Increasing our self-care processes. We are embedding self-care in our new realities. Some of us are using mindfulness and meditation apps, working at standing desks, speaking with therapists, setting boundaries with social media and celebrating small victories. One of us is “trying to take time for play…not just self-care, not just hobbies, but actual play, like silly laughing play.” We are remembering that we should be gentle with ourselves and those around us.Building Community, Shifting Perspectives
Unexpectedly, this exercise—gathering responses and sharing the results in the email thread—built community in a time of great isolation. The trust previously established within our group encouraged us to share honest, personal reflections without fearing negative judgments. Having senior members of the group describing a dropped expectation helped junior members feel they had permission to do so also.
This exercise also shifted our perspectives when possibilities seemed limited. Discussions of our new realities reminded us that we have control over some aspects of what otherwise feels like an uncontrollable situation. It's refreshing to turn away from ruminating on our challenges and turn toward strategies for thriving despite challenges. The choices we are making are deliberate responses to the moment and empower us to better care for ourselves and each other.
We invite you to apply this advice. On a personal level, consider identifying one expectation you have for yourself that causes stress, and then choose to not fulfill that expectation this week. On a professional level, consider replicating this inquiry at your institution. Choose a trusted colleague group to capture ideas relevant to the specific context of your workplace or to a specific job function (e.g., sharing the most productive adjustments to research practices). An email is easy to send, and recipients can respond on their own timeframes. You may be surprised at what you can change.
You may find, like we did, that adjustments to the current reality are adjustments we could have made years ago.
Dr.
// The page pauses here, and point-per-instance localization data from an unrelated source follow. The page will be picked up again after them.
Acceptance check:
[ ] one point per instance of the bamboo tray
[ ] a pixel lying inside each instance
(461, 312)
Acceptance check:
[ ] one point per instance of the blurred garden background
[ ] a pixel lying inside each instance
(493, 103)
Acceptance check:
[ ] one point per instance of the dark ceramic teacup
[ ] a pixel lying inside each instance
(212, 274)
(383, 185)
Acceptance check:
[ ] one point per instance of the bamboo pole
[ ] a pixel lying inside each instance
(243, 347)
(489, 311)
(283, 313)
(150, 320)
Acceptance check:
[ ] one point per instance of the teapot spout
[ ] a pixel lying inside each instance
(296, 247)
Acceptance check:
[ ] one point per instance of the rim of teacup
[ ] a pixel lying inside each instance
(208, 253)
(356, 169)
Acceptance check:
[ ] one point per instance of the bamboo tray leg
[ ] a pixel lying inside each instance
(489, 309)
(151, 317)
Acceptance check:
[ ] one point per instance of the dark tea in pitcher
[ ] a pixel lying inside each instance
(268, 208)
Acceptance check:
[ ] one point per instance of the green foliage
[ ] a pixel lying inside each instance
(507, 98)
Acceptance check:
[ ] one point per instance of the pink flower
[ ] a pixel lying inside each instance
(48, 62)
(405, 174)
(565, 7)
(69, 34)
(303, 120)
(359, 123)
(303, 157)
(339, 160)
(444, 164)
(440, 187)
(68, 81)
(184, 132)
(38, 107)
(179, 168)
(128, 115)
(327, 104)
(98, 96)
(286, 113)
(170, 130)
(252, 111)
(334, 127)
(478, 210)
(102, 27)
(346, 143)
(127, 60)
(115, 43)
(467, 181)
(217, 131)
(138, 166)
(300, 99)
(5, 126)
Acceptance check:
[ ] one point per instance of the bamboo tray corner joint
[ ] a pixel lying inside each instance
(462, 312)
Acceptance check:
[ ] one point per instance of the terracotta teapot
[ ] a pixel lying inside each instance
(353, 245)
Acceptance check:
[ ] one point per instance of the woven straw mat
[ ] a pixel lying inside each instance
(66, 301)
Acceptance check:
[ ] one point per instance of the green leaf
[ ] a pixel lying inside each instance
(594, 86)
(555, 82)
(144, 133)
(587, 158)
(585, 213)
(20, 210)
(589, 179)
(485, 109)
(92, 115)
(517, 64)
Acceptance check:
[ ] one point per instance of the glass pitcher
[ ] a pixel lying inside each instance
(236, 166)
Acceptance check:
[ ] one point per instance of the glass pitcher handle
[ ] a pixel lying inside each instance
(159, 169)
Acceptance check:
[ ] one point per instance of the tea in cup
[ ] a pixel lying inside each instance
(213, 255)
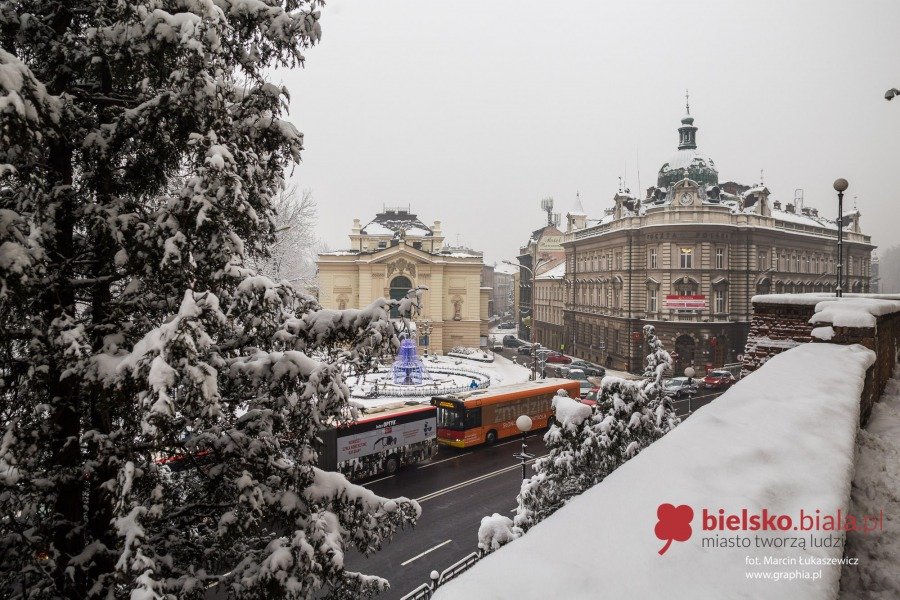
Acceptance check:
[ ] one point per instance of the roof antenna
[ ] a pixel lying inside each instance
(638, 158)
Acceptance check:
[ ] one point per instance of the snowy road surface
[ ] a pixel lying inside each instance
(455, 490)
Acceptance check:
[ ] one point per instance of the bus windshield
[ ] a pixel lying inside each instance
(450, 418)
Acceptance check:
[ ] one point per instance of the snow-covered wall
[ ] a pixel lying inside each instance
(782, 440)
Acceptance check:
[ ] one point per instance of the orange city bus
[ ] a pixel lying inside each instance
(485, 416)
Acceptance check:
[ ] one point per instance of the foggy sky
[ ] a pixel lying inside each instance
(471, 112)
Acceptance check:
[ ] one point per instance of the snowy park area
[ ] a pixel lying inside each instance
(448, 375)
(751, 451)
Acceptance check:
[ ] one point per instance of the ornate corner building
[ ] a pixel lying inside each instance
(396, 252)
(688, 258)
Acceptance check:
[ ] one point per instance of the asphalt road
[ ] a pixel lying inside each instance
(455, 490)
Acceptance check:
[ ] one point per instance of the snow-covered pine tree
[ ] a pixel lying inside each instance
(292, 256)
(587, 444)
(141, 147)
(637, 413)
(572, 455)
(659, 361)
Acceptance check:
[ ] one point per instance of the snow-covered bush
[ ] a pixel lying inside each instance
(585, 444)
(141, 150)
(470, 354)
(495, 531)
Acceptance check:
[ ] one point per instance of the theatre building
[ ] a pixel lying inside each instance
(396, 252)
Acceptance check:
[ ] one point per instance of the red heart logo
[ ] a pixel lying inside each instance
(674, 524)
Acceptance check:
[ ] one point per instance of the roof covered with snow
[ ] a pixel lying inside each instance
(557, 272)
(392, 220)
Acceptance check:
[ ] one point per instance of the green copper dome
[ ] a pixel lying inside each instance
(691, 164)
(688, 162)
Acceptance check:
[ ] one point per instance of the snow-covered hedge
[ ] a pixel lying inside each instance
(470, 354)
(782, 440)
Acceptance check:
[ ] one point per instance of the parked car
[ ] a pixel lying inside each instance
(590, 369)
(586, 387)
(680, 387)
(593, 396)
(717, 380)
(556, 357)
(557, 370)
(574, 373)
(511, 341)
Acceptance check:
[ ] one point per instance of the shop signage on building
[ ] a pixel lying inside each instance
(676, 302)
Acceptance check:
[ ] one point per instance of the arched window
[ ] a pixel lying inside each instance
(400, 285)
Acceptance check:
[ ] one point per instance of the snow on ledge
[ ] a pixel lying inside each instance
(782, 439)
(823, 333)
(853, 312)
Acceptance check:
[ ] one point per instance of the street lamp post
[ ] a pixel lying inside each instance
(689, 373)
(523, 423)
(840, 185)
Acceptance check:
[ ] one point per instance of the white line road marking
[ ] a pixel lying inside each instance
(463, 484)
(376, 480)
(417, 556)
(437, 462)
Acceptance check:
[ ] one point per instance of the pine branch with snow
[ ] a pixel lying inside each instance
(142, 152)
(586, 444)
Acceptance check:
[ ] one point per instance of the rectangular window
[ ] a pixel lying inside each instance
(720, 301)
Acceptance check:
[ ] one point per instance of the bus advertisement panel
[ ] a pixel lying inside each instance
(485, 416)
(380, 443)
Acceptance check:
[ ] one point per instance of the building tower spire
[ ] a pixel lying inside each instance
(687, 133)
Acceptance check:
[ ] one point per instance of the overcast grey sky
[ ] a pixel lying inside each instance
(471, 112)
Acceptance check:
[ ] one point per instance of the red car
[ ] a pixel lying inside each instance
(718, 380)
(556, 357)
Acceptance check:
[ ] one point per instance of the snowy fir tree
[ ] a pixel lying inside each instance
(586, 444)
(141, 150)
(572, 454)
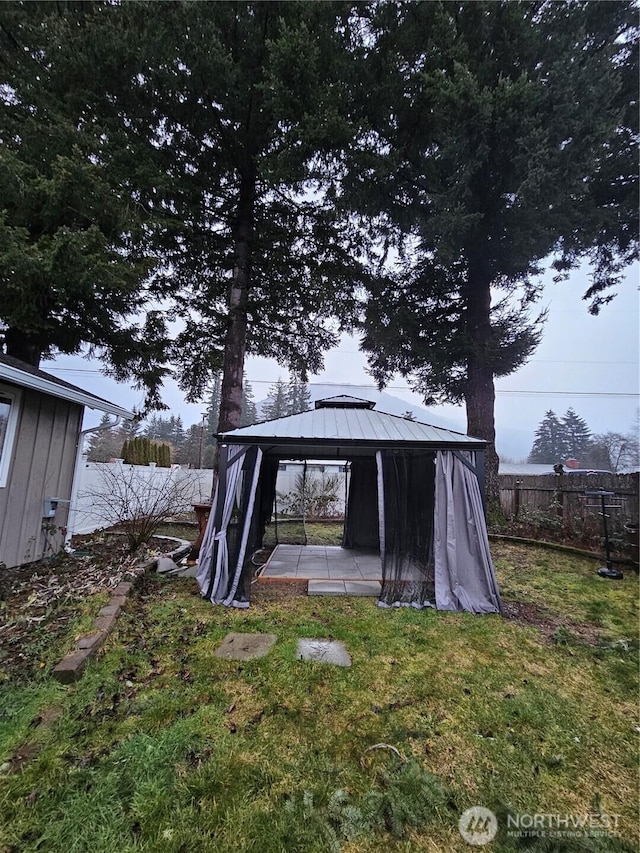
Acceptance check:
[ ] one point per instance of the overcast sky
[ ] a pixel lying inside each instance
(584, 362)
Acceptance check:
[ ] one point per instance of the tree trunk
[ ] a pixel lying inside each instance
(19, 345)
(480, 392)
(235, 342)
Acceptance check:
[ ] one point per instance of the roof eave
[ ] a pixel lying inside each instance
(45, 386)
(278, 441)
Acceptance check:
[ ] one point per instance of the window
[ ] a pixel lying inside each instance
(9, 399)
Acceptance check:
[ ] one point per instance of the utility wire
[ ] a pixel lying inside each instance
(373, 387)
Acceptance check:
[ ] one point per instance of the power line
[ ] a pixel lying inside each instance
(531, 393)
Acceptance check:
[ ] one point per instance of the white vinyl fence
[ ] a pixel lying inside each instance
(108, 488)
(108, 492)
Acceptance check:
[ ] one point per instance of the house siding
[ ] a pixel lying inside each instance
(42, 464)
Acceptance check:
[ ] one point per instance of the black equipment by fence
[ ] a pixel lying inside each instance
(602, 506)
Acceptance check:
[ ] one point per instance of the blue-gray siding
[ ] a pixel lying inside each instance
(42, 463)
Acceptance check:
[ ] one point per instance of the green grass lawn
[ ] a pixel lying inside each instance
(164, 747)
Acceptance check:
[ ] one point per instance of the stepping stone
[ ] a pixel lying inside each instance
(320, 587)
(245, 646)
(323, 651)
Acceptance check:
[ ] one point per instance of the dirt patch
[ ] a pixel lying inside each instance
(267, 592)
(39, 600)
(554, 628)
(28, 751)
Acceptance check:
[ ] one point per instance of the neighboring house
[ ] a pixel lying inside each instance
(40, 431)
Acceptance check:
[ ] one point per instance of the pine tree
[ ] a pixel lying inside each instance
(577, 436)
(75, 228)
(213, 411)
(550, 443)
(495, 134)
(277, 404)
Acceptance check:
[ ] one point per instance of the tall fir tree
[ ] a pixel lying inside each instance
(249, 410)
(495, 135)
(213, 410)
(75, 253)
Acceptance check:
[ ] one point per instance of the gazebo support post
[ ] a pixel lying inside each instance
(218, 509)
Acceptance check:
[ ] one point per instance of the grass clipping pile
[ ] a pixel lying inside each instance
(39, 601)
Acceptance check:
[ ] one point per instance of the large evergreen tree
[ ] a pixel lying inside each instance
(495, 134)
(249, 410)
(75, 251)
(238, 100)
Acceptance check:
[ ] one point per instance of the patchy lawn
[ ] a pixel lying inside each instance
(164, 747)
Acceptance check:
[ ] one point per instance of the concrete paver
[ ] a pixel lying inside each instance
(323, 651)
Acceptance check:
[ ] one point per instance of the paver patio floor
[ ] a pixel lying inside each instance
(346, 568)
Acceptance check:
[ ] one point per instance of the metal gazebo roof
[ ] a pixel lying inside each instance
(345, 426)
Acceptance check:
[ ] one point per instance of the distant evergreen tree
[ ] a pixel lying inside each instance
(249, 411)
(105, 444)
(152, 427)
(277, 404)
(549, 444)
(577, 436)
(189, 453)
(298, 396)
(130, 428)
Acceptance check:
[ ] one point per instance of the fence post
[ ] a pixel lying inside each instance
(559, 498)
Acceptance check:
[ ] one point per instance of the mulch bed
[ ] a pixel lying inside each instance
(39, 600)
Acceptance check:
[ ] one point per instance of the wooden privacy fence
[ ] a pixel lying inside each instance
(563, 498)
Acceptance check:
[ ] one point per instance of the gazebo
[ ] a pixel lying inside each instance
(415, 492)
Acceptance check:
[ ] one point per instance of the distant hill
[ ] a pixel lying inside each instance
(512, 443)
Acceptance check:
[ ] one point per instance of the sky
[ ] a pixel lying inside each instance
(590, 364)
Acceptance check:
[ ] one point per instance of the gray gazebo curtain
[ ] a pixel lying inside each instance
(361, 511)
(406, 498)
(221, 574)
(433, 537)
(464, 574)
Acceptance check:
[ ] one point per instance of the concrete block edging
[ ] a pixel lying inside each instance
(73, 664)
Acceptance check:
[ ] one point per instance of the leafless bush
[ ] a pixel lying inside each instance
(314, 496)
(138, 501)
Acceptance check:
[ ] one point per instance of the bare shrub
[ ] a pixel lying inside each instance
(314, 496)
(139, 501)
Heather Chenette is an associate professor of chemical engineering. Dr. Michelle Marincel Payne is an associate professor of civil and environmental engineering. Dr. Manda Riehl is a professor of mathematics. Dr. Kay C Dee is a professor of biomedical engineering and associate dean for learning and technology. Dr. Ella Ingram is a professor of biology and associate dean for professional development. All work at the Rose-Hulman Institute of Technology IN.